Hz. Peygamber’in (s.a.v) örnek ahlakı
ZEYD bin Sa’ne Medine’de yaşayan zengin yahudi bir tüccardı. Peygamberimizle bir ticaret yapmış ve Peygamberimiz ona borçlanmıştı.
Borcun henüz ödeme zamanı gelmemiş olsa da Zeyd, Hz. Peygamberimizin yanına gider. Hatta son derece yakışıksız bir yöntem kullanarak Peygamberimizin yakasına yapışır ve “borcumu ver” diye bağırır. Halbuki borcunu almasına henüz 2 gün vardır. Hz. Peygamber (s.a.v.) ona henüz sürenin dolmadığını izah etse de adamın saygısızlığı devam eder. Orada bulunan Hz. Ömer yerinden hışımla kalkar ve bu adamın üzerine yürür. Ve “Ey Allah’ın düşmanı! O pis elini Hz. Resulullah’ın yakasından çek” diye bağırır. Hz. Ömer tam müdahale edecekken Peygamberimiz işaret ederek Hz. Ömer’i durdurur.
Sonra Hz. Ömer’e şöyle buyurur: “Hattab’ın oğlu! Biz senden böyle bir müdahale istemiyoruz. Bu adam alacaklı ben de verecekliyim.

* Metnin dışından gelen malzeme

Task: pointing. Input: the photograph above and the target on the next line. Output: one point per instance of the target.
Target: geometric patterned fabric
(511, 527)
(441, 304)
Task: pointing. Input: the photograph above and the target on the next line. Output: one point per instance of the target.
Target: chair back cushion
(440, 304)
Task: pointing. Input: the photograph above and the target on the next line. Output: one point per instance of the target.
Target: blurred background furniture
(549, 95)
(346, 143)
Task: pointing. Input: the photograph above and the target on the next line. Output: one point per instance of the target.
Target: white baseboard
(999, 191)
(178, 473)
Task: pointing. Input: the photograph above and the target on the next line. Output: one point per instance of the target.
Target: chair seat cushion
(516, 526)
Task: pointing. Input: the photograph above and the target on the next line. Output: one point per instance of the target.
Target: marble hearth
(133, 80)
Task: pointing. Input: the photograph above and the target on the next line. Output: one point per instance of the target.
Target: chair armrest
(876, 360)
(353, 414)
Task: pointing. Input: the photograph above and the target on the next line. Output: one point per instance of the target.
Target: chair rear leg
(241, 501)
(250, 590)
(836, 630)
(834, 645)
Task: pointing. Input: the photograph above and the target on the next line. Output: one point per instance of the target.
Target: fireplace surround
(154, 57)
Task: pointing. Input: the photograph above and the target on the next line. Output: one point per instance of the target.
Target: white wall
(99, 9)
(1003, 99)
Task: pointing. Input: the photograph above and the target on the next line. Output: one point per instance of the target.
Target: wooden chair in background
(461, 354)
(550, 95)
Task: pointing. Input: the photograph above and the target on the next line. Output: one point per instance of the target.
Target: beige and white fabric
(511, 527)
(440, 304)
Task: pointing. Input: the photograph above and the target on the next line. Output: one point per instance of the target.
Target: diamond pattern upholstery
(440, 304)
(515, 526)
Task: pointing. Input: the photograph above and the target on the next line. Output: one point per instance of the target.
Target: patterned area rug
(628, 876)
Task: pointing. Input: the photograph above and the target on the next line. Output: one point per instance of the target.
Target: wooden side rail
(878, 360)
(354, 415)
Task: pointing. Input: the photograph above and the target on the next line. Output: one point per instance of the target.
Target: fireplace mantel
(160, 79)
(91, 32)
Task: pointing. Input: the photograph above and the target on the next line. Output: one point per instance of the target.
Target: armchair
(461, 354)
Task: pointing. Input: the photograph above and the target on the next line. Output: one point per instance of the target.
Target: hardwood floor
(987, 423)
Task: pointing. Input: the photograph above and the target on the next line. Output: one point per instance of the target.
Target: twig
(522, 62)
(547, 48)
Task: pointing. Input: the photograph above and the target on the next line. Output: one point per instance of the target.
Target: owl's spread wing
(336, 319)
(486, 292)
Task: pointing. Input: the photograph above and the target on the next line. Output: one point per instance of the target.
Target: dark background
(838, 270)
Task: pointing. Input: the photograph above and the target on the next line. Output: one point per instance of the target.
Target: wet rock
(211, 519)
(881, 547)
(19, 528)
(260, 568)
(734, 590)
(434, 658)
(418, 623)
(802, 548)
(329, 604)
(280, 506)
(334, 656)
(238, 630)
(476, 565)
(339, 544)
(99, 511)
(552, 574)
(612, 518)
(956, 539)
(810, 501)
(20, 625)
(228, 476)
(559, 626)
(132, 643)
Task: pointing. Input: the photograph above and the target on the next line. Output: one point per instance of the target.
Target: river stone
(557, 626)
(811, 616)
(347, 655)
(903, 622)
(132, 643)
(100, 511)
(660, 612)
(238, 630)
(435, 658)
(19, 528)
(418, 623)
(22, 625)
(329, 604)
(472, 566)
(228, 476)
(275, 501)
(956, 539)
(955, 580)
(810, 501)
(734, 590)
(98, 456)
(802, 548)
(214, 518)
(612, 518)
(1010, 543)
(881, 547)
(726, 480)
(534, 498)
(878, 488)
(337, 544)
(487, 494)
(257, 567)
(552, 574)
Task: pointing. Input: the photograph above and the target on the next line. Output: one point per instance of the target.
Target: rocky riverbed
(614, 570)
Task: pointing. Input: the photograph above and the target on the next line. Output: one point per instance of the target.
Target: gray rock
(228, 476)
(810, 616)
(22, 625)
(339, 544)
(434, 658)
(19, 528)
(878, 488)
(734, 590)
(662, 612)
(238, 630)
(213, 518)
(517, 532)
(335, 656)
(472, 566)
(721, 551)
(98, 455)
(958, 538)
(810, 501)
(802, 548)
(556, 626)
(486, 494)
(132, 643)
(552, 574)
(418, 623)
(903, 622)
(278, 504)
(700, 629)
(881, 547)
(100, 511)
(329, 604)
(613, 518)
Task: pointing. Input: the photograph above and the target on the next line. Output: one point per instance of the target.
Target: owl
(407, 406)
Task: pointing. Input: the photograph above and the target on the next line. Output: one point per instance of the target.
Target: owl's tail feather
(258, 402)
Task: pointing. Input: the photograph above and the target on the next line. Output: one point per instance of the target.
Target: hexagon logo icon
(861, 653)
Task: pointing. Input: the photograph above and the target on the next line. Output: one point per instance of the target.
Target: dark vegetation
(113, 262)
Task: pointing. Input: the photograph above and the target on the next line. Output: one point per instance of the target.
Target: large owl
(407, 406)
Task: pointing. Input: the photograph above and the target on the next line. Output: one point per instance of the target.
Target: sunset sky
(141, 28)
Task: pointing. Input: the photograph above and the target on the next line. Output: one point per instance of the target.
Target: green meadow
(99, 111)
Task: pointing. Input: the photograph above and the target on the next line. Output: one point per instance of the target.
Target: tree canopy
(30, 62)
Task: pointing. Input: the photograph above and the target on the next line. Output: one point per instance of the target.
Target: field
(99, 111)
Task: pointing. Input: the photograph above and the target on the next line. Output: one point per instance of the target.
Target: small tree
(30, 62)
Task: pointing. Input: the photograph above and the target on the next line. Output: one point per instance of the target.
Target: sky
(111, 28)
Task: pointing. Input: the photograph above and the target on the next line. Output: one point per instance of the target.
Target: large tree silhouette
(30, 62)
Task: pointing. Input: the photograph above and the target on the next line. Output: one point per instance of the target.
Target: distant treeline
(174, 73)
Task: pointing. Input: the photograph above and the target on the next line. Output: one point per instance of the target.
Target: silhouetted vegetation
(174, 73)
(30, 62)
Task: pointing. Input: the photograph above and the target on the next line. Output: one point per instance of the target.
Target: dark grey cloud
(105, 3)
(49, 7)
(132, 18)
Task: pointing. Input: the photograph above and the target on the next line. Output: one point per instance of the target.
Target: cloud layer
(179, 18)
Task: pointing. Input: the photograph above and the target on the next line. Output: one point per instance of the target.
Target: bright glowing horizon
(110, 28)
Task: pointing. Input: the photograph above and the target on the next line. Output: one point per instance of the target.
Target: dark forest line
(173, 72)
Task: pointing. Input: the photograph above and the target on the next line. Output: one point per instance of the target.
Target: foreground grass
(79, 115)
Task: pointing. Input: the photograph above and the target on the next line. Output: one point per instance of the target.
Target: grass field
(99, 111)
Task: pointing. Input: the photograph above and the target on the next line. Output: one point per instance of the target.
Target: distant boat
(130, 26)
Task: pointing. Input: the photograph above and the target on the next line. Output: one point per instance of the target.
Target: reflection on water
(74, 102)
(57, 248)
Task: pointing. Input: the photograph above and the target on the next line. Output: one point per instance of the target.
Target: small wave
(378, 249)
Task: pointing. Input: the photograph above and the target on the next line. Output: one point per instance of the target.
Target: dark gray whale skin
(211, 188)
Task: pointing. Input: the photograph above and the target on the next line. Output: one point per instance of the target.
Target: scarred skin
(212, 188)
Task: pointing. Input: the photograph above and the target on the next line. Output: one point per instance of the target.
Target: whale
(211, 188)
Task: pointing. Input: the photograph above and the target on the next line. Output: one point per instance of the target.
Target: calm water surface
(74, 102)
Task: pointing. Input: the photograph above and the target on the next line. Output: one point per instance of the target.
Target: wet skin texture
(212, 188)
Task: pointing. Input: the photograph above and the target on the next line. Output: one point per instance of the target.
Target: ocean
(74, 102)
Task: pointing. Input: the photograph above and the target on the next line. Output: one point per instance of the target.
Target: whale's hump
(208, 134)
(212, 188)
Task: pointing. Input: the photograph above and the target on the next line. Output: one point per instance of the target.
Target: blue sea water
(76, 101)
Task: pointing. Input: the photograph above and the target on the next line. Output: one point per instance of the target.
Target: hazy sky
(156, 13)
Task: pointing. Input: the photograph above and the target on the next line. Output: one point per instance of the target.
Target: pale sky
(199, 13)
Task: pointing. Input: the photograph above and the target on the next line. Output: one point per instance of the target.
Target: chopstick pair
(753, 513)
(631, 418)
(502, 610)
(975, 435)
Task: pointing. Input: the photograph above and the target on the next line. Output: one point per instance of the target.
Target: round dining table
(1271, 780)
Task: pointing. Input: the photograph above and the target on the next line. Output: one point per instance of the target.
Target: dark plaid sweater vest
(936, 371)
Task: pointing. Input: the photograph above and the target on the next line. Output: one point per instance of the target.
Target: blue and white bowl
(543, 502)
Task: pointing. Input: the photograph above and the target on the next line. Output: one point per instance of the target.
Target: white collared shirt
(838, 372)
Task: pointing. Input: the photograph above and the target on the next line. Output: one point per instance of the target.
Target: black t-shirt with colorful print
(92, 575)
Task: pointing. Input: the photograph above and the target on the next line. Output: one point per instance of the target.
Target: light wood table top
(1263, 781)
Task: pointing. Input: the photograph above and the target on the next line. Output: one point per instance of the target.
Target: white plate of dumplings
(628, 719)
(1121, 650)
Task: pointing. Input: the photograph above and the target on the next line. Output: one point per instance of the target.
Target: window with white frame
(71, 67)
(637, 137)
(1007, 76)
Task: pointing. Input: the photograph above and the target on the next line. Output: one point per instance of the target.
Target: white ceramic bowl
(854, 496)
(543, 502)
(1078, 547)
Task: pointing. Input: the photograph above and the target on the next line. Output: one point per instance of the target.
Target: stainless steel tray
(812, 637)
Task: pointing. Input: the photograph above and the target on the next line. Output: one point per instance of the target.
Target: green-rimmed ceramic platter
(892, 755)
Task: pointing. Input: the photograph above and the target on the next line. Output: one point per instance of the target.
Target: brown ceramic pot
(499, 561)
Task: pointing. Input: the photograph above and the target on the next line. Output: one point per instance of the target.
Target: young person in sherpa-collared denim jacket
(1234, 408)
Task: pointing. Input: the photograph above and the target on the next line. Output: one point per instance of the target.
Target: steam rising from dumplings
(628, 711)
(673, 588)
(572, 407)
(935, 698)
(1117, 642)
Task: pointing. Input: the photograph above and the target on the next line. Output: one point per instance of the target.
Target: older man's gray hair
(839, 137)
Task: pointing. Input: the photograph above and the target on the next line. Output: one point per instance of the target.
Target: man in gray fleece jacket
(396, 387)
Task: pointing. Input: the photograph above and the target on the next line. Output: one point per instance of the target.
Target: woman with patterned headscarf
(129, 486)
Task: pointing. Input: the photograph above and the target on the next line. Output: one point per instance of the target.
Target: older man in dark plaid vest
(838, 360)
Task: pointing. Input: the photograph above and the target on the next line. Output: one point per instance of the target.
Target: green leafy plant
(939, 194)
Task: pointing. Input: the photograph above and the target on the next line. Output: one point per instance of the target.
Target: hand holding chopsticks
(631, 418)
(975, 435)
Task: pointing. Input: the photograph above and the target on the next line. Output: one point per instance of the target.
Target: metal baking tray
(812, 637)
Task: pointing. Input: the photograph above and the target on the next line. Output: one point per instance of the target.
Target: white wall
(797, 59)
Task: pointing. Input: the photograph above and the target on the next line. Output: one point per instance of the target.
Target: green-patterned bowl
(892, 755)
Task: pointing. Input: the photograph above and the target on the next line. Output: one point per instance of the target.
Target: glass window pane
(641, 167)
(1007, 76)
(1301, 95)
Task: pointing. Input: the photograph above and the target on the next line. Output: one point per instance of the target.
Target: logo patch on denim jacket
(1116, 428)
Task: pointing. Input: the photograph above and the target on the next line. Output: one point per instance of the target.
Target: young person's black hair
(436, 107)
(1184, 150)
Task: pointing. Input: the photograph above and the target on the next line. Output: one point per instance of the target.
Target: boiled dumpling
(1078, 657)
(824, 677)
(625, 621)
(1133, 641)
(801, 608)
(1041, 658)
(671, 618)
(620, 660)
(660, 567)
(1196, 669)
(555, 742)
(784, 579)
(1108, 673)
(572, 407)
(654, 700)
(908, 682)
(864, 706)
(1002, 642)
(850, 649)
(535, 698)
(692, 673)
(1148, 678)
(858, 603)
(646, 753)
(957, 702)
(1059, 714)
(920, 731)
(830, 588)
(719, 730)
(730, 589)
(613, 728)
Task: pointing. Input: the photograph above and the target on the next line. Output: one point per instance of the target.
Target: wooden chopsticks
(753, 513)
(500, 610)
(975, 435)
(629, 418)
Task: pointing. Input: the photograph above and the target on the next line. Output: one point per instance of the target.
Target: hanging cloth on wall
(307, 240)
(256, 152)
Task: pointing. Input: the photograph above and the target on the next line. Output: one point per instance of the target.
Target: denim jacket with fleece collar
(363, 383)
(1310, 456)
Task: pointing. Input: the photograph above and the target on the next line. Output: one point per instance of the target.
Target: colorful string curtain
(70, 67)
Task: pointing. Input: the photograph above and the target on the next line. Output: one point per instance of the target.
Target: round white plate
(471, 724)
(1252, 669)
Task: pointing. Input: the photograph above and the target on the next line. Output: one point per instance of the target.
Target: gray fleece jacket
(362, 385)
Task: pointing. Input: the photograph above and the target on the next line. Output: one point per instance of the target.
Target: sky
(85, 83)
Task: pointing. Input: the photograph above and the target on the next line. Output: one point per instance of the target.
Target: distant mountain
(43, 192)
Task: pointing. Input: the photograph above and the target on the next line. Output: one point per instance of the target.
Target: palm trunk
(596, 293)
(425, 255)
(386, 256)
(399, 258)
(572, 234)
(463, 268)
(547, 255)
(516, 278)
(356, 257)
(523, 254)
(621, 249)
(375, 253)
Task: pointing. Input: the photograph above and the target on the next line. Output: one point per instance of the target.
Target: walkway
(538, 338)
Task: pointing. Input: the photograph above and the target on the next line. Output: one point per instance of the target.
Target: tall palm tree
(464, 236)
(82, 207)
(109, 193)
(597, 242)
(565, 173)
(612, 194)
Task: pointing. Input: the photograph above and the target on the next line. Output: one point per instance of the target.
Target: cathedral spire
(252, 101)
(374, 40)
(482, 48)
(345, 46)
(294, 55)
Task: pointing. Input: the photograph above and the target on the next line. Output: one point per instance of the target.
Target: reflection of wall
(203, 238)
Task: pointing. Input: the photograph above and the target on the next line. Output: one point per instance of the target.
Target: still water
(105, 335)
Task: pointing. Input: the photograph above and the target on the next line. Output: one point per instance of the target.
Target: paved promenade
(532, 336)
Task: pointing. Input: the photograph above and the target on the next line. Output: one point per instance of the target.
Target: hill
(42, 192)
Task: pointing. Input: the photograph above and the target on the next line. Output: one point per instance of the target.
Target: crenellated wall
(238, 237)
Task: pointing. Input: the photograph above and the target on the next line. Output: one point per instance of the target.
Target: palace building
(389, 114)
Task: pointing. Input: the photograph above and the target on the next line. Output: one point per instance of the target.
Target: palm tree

Biz senden şunu isterdik; Bana: ‘Ey Allah’ın Peygamberi! Bu adamın parasını zamanı gelmemiş olsa da ver’ demeliydin. Bu adama da: ‘Borç böyle istenmez, daha güzel bir şekilde borcunu iste’ demeliydin. İşte sen böyle yapmalıydın.” Sonra Hz. Ömer’e döner ve “şuradan hurmaları al ve adama borcumu öde.” Sonradan da: “Şu kadar ilave hurma ver, ilave hurmaları da bu adamı korkuttuğun için ver” buyurur.
Hz. Ömer adamı alıp götürür ve borcu öder. Adam Hz. Ömer’e “beni tanıdın mı?” diye sorar. Hz. Ömer “hayır” der. Adam der ki; “Ben yahudi olan Zeyd bin Sa’neyim.” Hz. Ömer şaşırır; “şu din bilgini, Tevrat’ı iyi bilen Zeyd mi?” Adam “evet” der. Hz. Ömer der ki; “Peki deminki saygısızlığının nedeni neydi?” Adam der ki; “Tevrat’ta son peygamberin özelliklerinin tümünü Muhammed’de buldum. Sadece bir özellik kalmıştı test edemediğim. O da şuydu; kendisine karşı cahilce davranıldığında yumuşaklığı, hilm ve affı artar deniliyordu. Ben bunu öğrenmek istedim. Anladım ki bu adam -Hz. Peygamber (s.a.v.) - ancak bir peygamber olabilir. Hadi beni O’na götür. İman etmek istiyorum.”
Dikkat ederseniz Zeyd bin Sa’neyi Müslüman eden İslam akidesi veya ibadetlerinden önce İslam ahlakıydı.